中国から来た農業視察団の通訳・楊君里という女性が深夜のタクシーで謎の服毒死を遂げた。捜査に当たった棟居刑事は、彼女の経歴に第二次大戦中、中国東北部で暗躍した日本軍の秘密部隊との関わりを知り、関係者に当たっていく。それは、今なお贖罪されたことのない、日本軍の暗部を知ることであった…。

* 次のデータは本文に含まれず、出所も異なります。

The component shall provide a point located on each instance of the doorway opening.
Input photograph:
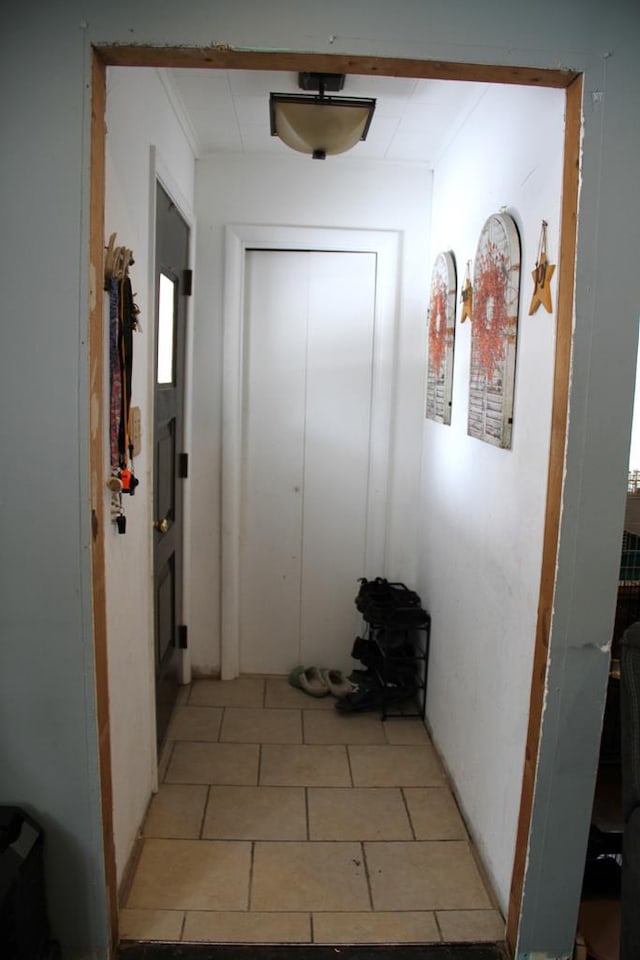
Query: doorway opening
(137, 56)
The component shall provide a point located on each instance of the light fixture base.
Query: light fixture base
(330, 82)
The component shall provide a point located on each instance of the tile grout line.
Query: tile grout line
(250, 885)
(306, 808)
(366, 873)
(406, 807)
(438, 927)
(259, 777)
(346, 747)
(204, 811)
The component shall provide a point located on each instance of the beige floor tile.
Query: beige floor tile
(405, 730)
(256, 813)
(397, 766)
(309, 876)
(246, 927)
(229, 763)
(257, 725)
(333, 727)
(306, 765)
(471, 926)
(176, 811)
(151, 924)
(279, 694)
(358, 813)
(424, 876)
(434, 814)
(166, 752)
(195, 723)
(191, 875)
(242, 692)
(405, 927)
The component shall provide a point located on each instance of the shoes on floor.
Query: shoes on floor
(338, 684)
(309, 680)
(320, 682)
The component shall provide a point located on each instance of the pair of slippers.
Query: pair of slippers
(319, 682)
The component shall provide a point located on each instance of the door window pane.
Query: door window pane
(166, 320)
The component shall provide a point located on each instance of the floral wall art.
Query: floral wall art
(441, 337)
(496, 290)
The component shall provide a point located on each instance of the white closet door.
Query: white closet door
(337, 442)
(277, 287)
(307, 403)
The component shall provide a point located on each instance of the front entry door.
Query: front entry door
(306, 455)
(172, 260)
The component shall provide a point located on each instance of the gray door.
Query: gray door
(172, 254)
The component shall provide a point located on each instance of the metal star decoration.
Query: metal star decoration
(542, 276)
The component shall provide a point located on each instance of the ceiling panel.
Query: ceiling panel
(227, 111)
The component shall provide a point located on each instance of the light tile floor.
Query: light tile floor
(279, 820)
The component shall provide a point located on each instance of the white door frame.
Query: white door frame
(238, 239)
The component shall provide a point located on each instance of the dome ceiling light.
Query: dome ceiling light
(320, 125)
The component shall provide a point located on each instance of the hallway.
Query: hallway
(279, 820)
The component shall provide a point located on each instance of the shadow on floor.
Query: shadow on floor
(205, 951)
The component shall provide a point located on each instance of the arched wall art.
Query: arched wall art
(441, 337)
(496, 292)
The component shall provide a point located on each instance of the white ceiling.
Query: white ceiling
(227, 111)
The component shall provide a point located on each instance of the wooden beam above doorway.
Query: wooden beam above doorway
(223, 57)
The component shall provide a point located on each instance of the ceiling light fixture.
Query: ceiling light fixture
(320, 125)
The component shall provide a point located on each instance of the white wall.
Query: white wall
(48, 748)
(299, 191)
(139, 116)
(483, 507)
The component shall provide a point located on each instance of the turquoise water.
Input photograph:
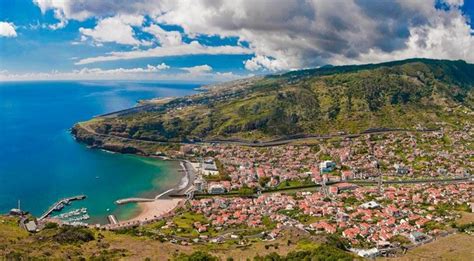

ということで、棟居刑事が1人、また1人と関係者を捜し出し、そこから次の証言につながる細い糸をたぐっていく様が上巻の展開。切れたように見えた糸が関係者からの電話でまたつながったりして、1つ1つの事実が明らかになっていく。それらは、単純に楊君里と、その直後に亡くなった奥山という老人の死に関わっていくものではないにしても、戦後、知られてこなかった、闇の中に封印されていた731部隊の実体を明らかにしていく。そういう意味では、まさにこの小説は「悪魔の飽食」と表裏一体の関係にあるわけで、それが小説の謎解きとして明かされていくという展開はすでに「悪魔の飽食」をこれまた何回か読み直した身には知っていることでもあるのだけれど、作中の登場人物の口を借りて語られる構図はより生々しさを伴った残虐さである。

推理小説としては、日本、中国(ただし731部隊関連のみ)、アメリカを股にかけたスケールの大きさはなく、謎解きの快感も薄いのだが、それ以上に重い731部隊の存在、戦後、アメリカがその貴重な実験情報と引き換えに、731部隊幹部たちの戦犯免除を計った事実などを鑑みると、それもまたしょうがないという気もする。